Appointment of local RFC 5646, with ISO 639 and ISO 3166
In practice, the alphabetic code values are preferable in applications that are internationalized locate data. These are the alphabetic code values for use in local codes, together with the alpha language code elements of the standard ISO 639 and the alpha or numeric code elements for countries and regions of the standard ISO 3166.
The local applications are described in accordance with the current RFC 5646 (BCP 47) to take into account both the ISO 15924 codepoints writing, in addition to code elements of language ISO 639 code elements and countries and regions ISO 3166.
Differences names with those of standard ISO / IEC 10646
There is no exact bijection between English and French names of scripts defined in ISO 15924 and designations in English and French names used in the normative character and character blocks allocated in the standards ISO / IEC 10646 (and So as Unicode ).
However, future blocks of characters and character standardized in ISO / IEC 10646 (Unicode and thus also) will be appointed, if possible, in accordance with ISO 15924.

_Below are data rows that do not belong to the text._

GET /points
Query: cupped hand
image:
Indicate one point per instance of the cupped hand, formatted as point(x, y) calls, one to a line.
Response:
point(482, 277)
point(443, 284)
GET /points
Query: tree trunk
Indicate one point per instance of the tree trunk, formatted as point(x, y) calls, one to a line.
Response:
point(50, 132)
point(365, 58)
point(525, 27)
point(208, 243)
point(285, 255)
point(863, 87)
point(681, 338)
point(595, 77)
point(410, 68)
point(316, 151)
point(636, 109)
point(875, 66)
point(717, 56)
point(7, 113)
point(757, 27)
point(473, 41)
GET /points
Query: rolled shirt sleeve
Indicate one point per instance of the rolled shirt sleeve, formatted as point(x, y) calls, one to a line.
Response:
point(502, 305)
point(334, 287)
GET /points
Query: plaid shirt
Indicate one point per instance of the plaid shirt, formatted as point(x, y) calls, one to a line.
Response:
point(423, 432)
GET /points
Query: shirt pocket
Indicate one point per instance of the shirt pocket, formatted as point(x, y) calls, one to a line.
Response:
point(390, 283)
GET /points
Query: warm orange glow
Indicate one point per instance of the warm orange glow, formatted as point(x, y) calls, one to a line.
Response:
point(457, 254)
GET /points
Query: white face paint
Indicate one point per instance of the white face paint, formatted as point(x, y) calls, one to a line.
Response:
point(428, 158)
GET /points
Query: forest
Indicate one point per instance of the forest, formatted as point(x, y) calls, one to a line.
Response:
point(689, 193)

Differences alphabetic code values with those of the standard Unicode
Similarly, there is no bijection between the exact code elements of alphabetic writing in ISO 15924 standard and codes of scripts used in the tables of character properties Unicode. Indeed, the ISO 15924 contains additional elements to make distinctions to use bibliographic entries between which were unified in ISO and Unicode character encoding. ISO 15924 contains code elements and distinctive names for the entries that were so unified in a single Unicode (which treats them as typographical variants without differential encoding at the characters and their properties normative or informative).
On the other hand, ISO 15924 was created after the Unicode standard, the format of alphabetic code values may differ from ISO 15924 normative codes used in the tables of Unicode properties (which may be longer and contain underscores).

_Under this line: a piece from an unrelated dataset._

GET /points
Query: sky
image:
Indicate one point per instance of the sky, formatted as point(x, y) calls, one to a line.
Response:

For information purposes only, ISO 15924 defines an alias (or "documentation of property value) for standardized records, to find the correspondence with the character properties defined in the Unicode standard, where such a difference exists. Since ISO 15924 was published, the Unicode Consortium has committed not to establish new codes different from those defined in ISO 15924, and uses, whenever possible, the alphabetic code elements of ISO 15924. Therefore all the synonyms of Unicode properties are not listed in the tables ISO 15924 (see actual code used in the properties files in the Unicode standard itself, and Unicode added synonyms Property Values Character , which can now only use code elements in ISO 15924-compliant applications to Unicode).
See also
External Links
- (In) http://www.unicode.org/iso15924/ - Registration Authority and maintenance codes for the representation of names of scripts, Unicode Consortium :
- (En) (en) standard ISO 15924 , the official online version;
- (En) (fr) Table 1. Alphabetical list of code elements to write four letters ;
- (En) (fr) Table 2. Numerical list of code elements of writing ;
- (En) (fr) Table 3. Alphabetical list of names of scripts in English ;
- (En) (fr) Table 4. Alphabetical list of entries in French.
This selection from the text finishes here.